Director of Magazzino Italian Art Vittorio Calabrese states: “Marco’s photographs are more than a document of Magazzino’s creation. The expansiveness of Marco’s approach, which embraces the project of Magazzino in all its human and material aspects, is a fitting tribute to the founders, Nancy Olnick and Giorgio Spanu. The intricate ecosystem of artists, designers, builders, and researchers that Nancy and Giorgio have fostered is revealed in minute detail through the medium of Marco’s pictures.”
Unique to other photographic projects narrating the construction of art institutions—like those realized for the Louvre (Paris) and the Museum of Modern Art (New York)—Anelli’s work expands its gaze from the raw, inanimate elements to the human presence. The construction workers are portrayed throughout the building phases without any artifice, but with great honesty and respect.
As a result of his inclusive approach, the photographer’s intimate vision unfolds in time, proposing a constant dialogue between architecture, landscape and the workers. As pointed out by Marvin Heiferman, scholar and photography historian, in his essay featured in Marco Anelli: Building Magazzino:
“Anelli’s carefully composed photographs [...] are not strictly documentary images, as they incorporate elements of landscape and still life photography into the mix, as well as touches of poetry and humor.

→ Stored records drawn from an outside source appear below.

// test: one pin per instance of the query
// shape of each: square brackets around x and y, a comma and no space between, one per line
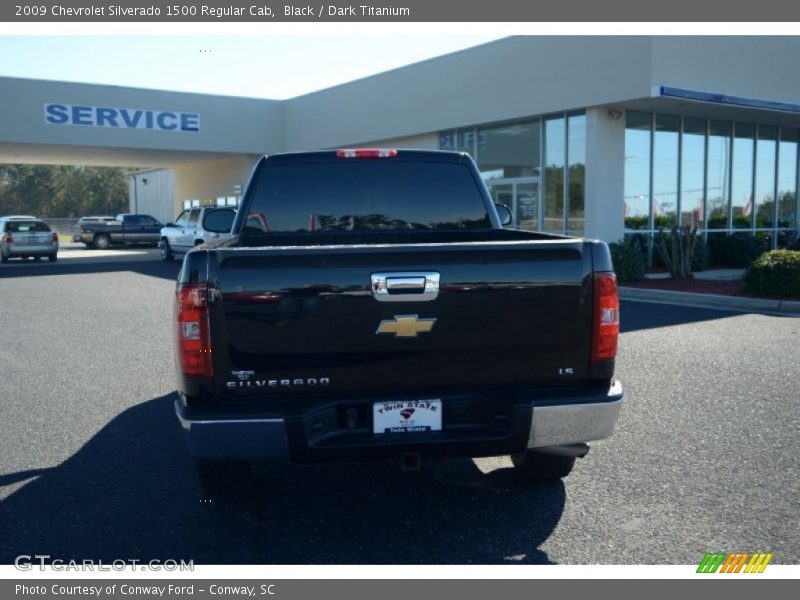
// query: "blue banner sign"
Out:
[120,118]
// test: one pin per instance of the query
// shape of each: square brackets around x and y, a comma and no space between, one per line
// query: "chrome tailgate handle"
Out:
[417,286]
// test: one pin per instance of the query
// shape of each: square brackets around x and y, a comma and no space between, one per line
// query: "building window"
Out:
[766,163]
[576,158]
[637,169]
[510,157]
[742,176]
[718,182]
[509,150]
[665,171]
[720,176]
[554,156]
[787,181]
[692,200]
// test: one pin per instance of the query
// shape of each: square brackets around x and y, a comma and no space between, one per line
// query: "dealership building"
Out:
[591,136]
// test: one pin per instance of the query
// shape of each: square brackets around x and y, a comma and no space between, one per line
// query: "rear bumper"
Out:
[540,424]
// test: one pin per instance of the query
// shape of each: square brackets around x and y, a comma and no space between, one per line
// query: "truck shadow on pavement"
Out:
[130,493]
[148,264]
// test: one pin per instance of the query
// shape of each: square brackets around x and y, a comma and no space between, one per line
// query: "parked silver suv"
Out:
[27,238]
[187,231]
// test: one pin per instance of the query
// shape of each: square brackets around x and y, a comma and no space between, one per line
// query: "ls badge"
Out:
[405,326]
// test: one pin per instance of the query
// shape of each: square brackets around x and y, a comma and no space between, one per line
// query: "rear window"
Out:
[366,195]
[27,227]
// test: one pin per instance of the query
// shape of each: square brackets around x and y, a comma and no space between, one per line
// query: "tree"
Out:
[63,191]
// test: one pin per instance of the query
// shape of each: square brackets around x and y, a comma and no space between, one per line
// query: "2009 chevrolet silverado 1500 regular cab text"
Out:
[370,306]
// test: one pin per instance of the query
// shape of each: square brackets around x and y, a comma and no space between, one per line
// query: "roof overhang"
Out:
[711,105]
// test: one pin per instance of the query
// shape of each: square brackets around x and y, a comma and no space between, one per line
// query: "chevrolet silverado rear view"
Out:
[370,307]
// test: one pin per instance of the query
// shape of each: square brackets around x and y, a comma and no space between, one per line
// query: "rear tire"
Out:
[221,478]
[538,466]
[102,242]
[166,251]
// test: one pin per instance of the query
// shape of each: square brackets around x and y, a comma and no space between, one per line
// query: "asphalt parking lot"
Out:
[92,464]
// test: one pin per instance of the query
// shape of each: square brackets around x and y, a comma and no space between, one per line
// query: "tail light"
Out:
[193,336]
[606,317]
[367,153]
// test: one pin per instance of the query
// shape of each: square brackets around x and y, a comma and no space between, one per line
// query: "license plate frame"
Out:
[407,416]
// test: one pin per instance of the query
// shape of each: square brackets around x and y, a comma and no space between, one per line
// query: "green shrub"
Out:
[774,273]
[628,260]
[701,259]
[737,251]
[677,250]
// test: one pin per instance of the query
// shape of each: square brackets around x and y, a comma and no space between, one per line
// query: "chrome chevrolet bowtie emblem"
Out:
[405,326]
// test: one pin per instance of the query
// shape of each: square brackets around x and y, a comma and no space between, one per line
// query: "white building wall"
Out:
[151,193]
[605,174]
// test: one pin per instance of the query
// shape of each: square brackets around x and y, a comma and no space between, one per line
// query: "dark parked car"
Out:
[76,229]
[125,229]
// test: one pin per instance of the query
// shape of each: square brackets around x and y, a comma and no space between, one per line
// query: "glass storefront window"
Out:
[555,150]
[637,170]
[787,178]
[693,149]
[766,148]
[576,158]
[665,171]
[719,152]
[447,140]
[742,176]
[510,150]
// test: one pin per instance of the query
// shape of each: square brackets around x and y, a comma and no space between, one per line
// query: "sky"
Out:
[259,66]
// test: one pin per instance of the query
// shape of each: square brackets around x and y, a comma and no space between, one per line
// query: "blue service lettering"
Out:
[56,114]
[82,115]
[162,121]
[120,118]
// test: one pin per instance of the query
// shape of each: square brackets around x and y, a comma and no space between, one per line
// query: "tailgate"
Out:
[305,321]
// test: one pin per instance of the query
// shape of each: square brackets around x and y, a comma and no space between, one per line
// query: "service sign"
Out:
[407,416]
[120,118]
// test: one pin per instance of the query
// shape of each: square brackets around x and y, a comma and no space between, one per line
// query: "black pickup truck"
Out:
[125,229]
[370,306]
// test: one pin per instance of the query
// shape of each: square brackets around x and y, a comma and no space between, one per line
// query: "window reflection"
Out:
[692,162]
[787,178]
[510,150]
[637,170]
[766,148]
[665,171]
[576,155]
[742,176]
[719,151]
[554,174]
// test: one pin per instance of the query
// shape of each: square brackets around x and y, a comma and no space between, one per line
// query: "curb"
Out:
[787,307]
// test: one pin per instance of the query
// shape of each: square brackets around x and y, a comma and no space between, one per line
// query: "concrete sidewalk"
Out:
[738,303]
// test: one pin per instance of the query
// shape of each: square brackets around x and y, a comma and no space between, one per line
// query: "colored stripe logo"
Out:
[736,562]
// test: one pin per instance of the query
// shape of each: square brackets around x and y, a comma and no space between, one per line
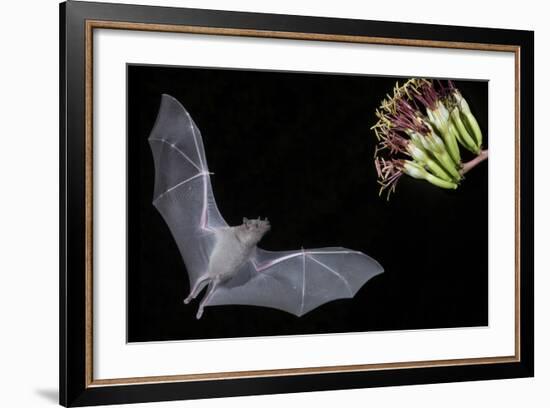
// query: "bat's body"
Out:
[226,259]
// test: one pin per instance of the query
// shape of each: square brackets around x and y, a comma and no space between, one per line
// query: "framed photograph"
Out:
[255,203]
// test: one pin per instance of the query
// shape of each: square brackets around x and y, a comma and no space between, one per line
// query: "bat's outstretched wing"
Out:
[183,192]
[297,281]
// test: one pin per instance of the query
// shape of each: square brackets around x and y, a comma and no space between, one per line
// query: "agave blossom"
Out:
[420,130]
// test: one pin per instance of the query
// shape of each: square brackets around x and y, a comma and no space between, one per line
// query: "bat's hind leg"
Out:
[211,288]
[197,288]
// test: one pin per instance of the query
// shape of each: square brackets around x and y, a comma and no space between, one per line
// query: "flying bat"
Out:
[226,259]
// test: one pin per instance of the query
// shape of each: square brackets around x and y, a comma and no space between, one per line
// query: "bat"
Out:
[226,259]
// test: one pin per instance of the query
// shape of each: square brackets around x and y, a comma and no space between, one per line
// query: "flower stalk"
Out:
[420,131]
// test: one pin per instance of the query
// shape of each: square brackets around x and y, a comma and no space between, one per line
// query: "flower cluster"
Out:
[419,131]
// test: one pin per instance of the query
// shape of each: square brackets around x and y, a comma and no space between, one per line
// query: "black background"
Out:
[297,148]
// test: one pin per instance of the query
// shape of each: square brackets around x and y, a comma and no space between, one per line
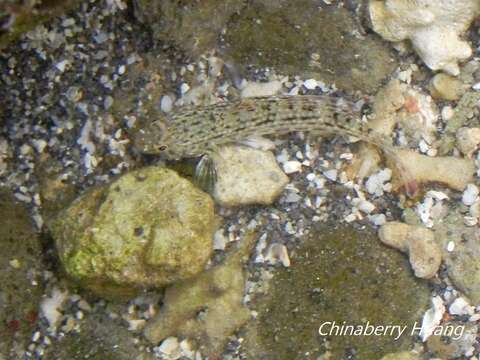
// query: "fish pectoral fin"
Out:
[206,174]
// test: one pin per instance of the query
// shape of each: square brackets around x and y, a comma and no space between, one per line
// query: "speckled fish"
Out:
[198,131]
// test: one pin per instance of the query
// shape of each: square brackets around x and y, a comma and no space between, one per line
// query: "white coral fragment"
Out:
[424,253]
[434,28]
[432,318]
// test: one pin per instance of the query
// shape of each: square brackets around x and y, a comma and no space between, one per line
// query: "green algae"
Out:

Ultimately, these images communicate not a clear-cut chronology, but a rumination on process, a fascination with the rhythm of work, and, most of all, Anelli’s desire to make pictures that are more meditative than spectacular.”
The public opening for Marco Anelli: Building Magazzino will be hosted Wednesday, October 4 from 6pm to 9pm at the Italian Cultural Institute of New York’s Park Avenue townhouse. On the occasion of the exhibition opening, Giorgio Van Straten, Director of the Italian Cultural Institute of New York, the artist and Magazzino Italian Art’s founders Nancy Olnick and Giorgio Spanu will give introductory remarks.
The photographic book Marco Anelli: Building Magazzino, published by Skira Rizzoli, comprises 129 color photographs and a preface by Nancy Olnick and Giorgio Spanu, along with essays by Manuel Blanco, Alberto Campo Baeza, Marvin Heiferman, Miguel Quismondo and Vittorio Calabrese. The book design is by Beatriz Cifuentes, Waterhouse Cifuentes Design. Copies of Marco Anelli: Building Magazzino will be available in bookstores beginning November 2017.
Marco Anelli is a Roman-born, New York-based photographer. After specializing in black and white photography and printing techniques in Paris, he started working on photographic projects that evolve over long periods of time. His publications include works on sculpture and architecture (Shadow and Light, Silvana Publisher 1999; All’Ombra del Duomo, Contrasto 2010), sport (Il Calcio, Motta Publisher 2002; Pallacorda, Skira 2004) and classical music (La Musica Immaginata, Motta Publisher 2004; The Gestures of the Spirit, Peliti Publisher 2011). In 2010 he took portraits of 1,545 participants in Marina Abramović’s performance at the MoMA (Portraits in the Presence of Marina Abramović, Damiani, Publisher 2010). Since 2011 he’s been exploring the character of the artist and their work as expressed in their studio. Something Wicked This Way Comes is a project that leads the viewer into the creative process of worldwide famous artists such as Matthew Barney, Lawrence Weiner, Cecily Brown, Urs Fischer, Elizabeth Peyton, Julian Schnabel, Vito Acconci and others. In 2015 he completed A Simple Story, his project on the construction of the new Whitney Museum of American Art. New York’s architecture, building sites and their workers are the subjects of his most recent research. He lives and works in New York City.